Figure 11 - Cheminées de fée situées au sud de l'agglomération (PDU)

22En effet, sur une moyenne annuelle de 590 mm, 70% des précipitations tombent pendant la saison

des pluies de décembre à mars (d'après les données établies sur une période de 77 ans de 1898 à

1975 par l'observatoire de San Calixto in PDU, tome 2, p F-3).

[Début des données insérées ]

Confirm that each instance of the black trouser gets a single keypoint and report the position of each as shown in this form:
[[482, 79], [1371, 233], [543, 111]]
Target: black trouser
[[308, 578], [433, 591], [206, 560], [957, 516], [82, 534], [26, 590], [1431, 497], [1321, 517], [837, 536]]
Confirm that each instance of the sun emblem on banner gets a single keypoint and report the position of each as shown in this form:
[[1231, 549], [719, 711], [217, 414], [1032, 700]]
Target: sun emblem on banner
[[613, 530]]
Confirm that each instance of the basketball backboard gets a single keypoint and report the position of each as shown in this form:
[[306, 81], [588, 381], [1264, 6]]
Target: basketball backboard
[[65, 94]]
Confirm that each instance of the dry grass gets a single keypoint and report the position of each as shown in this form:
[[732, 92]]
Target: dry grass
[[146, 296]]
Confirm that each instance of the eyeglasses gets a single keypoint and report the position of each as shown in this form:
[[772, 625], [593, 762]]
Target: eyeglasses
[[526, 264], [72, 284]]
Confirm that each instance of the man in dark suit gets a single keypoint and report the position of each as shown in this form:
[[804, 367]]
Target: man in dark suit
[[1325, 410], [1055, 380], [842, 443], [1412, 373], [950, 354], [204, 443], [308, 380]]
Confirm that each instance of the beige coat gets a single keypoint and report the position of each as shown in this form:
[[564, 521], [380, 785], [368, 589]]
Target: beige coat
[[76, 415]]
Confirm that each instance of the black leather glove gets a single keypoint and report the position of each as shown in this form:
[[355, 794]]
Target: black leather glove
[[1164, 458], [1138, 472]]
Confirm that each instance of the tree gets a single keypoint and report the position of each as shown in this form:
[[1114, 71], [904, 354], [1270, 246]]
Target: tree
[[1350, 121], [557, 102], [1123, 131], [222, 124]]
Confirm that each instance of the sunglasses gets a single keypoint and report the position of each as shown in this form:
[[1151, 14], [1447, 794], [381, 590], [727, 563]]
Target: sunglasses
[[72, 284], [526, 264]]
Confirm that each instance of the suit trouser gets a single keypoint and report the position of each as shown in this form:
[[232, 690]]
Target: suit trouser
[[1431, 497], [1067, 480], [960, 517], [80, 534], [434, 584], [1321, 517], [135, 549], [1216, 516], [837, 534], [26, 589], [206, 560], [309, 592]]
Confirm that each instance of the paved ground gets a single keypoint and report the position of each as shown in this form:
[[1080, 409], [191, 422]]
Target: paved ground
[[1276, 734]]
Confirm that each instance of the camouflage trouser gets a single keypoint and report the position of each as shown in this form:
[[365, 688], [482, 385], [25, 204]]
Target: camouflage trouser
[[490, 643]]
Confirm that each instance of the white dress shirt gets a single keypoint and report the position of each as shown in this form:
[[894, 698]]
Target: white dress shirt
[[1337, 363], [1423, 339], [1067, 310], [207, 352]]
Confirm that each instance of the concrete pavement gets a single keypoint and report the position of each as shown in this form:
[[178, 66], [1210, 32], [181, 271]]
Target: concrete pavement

De surcroît, les précipitations, souvent à caractère orageux, favorisent le déclenchement des crues

car les temps de concentration sont réduits dans des bassins versants escarpés et peu protégés par

leur couverture végétale. Cette dernière demeure clairsemée en raison des pratiques agricoles et de

la déforestation. D'autre part, les conditions climatiques localement rudes, liées à l'altitude, ne

facilitent pas non plus son renouvellement. Ces crues torrentielles sont souvent à l'origine

d'inondations dans les lits majeurs qui, en 1976, s'urbanisent de plus en plus...

Il faut ajouter à cela le rôle non négligeable des eaux souterraines qui contribuent également à

déstabiliser les terrains et à former des affaissements ponctuels.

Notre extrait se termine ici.